User Interface Changes

Only minor changes were required to the user interface to replace "http" references with "https" within the following rc file parameters:  URL_ROOT, DYNAMIC_ROOT, DYN_GET_SCRIPT, DYN_CAD_SCRIPT,  DYN_POST_SCRIPT, DYN_CMD_SCRIPT, and DYN_CGI_SCRIPT.

Example: URL_ROOT=http://server1 => URL_ROOT=https://server1.

The Benchmark/Metric name on the reporting page was updated to SPECweb99_SSL and several labels updated to reference HTTPS.

Integrating SSL into the SPECweb99 Workload

In SPECweb99_SSL, the client systems will generate the same mix of static and dynamic GETs and POSTs as SPECweb99, however now the clients will negotiate SSL connections with the server and all requests and responses will be encrypted.  Each connection will establish an SSL session and the session may be resumed for several sequential HTTP operations.

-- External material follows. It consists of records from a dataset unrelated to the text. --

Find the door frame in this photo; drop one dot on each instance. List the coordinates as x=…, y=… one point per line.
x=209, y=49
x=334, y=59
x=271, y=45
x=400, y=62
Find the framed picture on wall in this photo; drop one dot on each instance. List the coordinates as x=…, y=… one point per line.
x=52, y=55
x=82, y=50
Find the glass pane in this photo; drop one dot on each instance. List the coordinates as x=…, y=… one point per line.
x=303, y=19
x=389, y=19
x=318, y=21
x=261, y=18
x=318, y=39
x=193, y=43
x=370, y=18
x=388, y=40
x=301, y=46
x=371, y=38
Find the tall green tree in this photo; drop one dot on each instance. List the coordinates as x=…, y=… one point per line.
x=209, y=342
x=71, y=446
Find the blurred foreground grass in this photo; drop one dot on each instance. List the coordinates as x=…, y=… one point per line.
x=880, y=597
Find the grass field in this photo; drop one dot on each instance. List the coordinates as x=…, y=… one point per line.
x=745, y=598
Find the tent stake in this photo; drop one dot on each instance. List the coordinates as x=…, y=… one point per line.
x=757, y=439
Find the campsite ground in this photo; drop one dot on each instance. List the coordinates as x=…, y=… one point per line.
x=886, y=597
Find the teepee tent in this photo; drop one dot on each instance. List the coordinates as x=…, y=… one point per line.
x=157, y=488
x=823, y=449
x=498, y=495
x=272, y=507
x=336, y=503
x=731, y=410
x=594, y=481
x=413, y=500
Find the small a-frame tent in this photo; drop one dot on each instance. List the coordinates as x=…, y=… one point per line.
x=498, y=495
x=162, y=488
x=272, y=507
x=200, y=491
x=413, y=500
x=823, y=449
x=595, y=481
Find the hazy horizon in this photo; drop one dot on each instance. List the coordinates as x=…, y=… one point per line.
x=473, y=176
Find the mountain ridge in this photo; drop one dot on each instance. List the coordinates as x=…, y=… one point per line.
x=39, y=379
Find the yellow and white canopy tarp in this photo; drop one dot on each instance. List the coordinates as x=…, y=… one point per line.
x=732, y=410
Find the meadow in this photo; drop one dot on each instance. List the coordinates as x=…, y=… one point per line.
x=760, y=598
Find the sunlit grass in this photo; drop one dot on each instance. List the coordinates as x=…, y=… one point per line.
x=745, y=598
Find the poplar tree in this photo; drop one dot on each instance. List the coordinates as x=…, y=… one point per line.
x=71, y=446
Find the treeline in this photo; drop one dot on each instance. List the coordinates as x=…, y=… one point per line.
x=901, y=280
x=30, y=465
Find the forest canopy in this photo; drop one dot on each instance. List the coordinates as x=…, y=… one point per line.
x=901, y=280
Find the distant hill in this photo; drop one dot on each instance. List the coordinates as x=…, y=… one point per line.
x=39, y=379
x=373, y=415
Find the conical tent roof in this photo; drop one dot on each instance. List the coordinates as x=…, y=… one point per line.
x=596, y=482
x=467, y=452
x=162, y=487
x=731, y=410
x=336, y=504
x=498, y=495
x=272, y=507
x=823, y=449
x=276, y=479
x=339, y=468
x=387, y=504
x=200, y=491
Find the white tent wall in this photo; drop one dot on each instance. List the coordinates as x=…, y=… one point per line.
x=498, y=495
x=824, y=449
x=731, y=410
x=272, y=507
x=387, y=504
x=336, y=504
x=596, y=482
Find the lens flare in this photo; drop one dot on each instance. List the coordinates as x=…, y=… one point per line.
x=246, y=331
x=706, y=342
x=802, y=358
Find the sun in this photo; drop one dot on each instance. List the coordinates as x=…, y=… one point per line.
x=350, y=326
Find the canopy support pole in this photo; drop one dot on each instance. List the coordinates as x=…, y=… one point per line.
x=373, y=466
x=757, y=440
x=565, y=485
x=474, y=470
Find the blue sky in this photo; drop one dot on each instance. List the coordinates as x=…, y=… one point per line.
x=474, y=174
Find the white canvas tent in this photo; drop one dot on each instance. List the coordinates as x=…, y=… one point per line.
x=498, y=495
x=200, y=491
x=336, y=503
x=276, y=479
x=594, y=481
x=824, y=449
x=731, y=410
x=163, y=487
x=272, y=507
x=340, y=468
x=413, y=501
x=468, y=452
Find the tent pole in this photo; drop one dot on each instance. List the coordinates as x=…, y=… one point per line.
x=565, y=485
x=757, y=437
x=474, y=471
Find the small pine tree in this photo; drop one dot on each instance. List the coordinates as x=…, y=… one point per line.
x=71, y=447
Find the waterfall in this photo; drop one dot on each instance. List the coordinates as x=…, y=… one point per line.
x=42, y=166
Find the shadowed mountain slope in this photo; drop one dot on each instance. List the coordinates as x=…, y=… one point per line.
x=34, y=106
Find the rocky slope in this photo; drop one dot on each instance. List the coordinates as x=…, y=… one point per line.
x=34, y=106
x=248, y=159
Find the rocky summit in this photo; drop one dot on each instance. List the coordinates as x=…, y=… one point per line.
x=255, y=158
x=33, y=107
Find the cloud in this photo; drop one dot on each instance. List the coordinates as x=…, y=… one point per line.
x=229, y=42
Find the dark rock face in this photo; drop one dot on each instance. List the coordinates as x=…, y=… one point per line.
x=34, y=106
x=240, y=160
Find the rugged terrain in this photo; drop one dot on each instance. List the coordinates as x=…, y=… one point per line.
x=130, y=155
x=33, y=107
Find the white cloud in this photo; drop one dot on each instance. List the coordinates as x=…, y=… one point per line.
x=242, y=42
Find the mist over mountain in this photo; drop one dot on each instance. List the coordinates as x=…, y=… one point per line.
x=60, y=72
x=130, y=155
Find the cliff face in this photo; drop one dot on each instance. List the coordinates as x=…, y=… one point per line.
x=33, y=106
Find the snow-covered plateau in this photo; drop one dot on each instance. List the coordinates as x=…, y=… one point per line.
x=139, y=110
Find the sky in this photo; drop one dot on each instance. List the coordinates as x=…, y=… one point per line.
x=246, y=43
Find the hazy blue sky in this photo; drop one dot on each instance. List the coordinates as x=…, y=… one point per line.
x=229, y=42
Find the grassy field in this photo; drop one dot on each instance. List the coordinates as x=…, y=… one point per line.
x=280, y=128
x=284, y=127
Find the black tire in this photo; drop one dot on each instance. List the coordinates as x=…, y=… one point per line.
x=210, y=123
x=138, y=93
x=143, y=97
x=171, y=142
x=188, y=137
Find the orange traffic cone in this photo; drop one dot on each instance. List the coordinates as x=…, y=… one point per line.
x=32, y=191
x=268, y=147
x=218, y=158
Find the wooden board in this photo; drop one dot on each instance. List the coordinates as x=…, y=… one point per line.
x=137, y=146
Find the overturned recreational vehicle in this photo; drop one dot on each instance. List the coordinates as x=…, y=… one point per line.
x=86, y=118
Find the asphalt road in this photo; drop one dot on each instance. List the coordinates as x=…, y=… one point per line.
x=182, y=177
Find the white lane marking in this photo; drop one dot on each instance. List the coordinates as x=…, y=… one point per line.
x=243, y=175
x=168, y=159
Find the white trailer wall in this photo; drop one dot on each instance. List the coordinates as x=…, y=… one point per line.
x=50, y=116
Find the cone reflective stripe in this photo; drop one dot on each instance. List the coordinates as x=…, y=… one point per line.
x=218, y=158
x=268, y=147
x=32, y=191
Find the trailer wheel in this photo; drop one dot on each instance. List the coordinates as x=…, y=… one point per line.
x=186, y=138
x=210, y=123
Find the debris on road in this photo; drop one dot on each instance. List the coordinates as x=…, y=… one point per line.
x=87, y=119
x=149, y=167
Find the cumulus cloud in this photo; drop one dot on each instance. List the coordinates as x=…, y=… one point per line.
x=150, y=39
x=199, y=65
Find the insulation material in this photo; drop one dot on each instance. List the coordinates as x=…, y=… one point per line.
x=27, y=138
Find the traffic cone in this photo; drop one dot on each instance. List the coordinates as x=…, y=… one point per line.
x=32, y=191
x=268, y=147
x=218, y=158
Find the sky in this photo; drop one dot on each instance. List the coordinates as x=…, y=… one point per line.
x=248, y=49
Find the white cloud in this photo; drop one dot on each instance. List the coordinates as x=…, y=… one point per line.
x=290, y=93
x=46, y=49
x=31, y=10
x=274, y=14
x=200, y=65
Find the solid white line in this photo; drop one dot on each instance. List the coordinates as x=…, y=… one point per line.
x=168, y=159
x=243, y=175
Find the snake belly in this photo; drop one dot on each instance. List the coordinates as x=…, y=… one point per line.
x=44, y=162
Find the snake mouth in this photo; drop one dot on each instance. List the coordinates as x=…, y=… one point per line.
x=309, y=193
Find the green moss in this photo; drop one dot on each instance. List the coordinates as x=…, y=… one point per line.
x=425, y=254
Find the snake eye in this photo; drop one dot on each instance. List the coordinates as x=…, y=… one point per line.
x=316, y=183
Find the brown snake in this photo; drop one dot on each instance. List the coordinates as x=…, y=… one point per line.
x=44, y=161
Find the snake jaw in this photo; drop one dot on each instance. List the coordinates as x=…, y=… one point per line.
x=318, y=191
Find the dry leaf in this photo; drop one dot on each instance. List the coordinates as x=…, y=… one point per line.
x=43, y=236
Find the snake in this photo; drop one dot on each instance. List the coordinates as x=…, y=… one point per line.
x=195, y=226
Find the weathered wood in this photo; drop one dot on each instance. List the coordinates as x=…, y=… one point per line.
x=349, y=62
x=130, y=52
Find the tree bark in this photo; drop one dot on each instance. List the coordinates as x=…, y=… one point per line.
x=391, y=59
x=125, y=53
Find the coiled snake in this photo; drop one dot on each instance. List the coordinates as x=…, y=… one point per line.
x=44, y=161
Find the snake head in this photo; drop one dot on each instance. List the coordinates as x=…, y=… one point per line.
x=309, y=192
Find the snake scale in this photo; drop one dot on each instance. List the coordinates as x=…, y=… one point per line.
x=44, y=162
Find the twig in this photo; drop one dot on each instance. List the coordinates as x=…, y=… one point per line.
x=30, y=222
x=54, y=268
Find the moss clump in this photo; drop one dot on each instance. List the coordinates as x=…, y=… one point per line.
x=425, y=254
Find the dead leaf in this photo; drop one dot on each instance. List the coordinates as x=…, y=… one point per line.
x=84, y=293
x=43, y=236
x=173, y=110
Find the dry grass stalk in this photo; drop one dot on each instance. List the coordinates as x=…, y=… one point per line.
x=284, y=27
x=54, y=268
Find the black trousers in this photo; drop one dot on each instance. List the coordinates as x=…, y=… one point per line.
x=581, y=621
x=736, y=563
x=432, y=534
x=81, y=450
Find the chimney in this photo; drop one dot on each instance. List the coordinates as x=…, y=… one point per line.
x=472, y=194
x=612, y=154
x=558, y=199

Since many secure web servers support SSL session resumption, this feature has been included in SPECweb99_SSL.  The SPECweb99_SSL client is written to attempt session resumption for sequences of requests before forcing a new SSL session to be negotiated. Since SPECweb99 was written to issue a mix of persistent and non-persistent requests, SPECweb99_SSL takes advantage of the existing design and uses the last response to a sequence of persistent or Keep-Alive requests to indicate that the next request should discontinue session resumption and request a new session id from the server.

It should be noted that the server may also attempt to renegotiate an SSL session even if the client has indicated that the session can be resumed.  The actual number of session_id's negotiated by the server may depend on the server's configuration and implementation.

Given the current workload and assuming that the server creates a new session only when the client indicates, then there would be an average of roughly 4 session resumptions for each new session.  The number of session resumptions would vary between 1 and 12 with occasional higher peaks.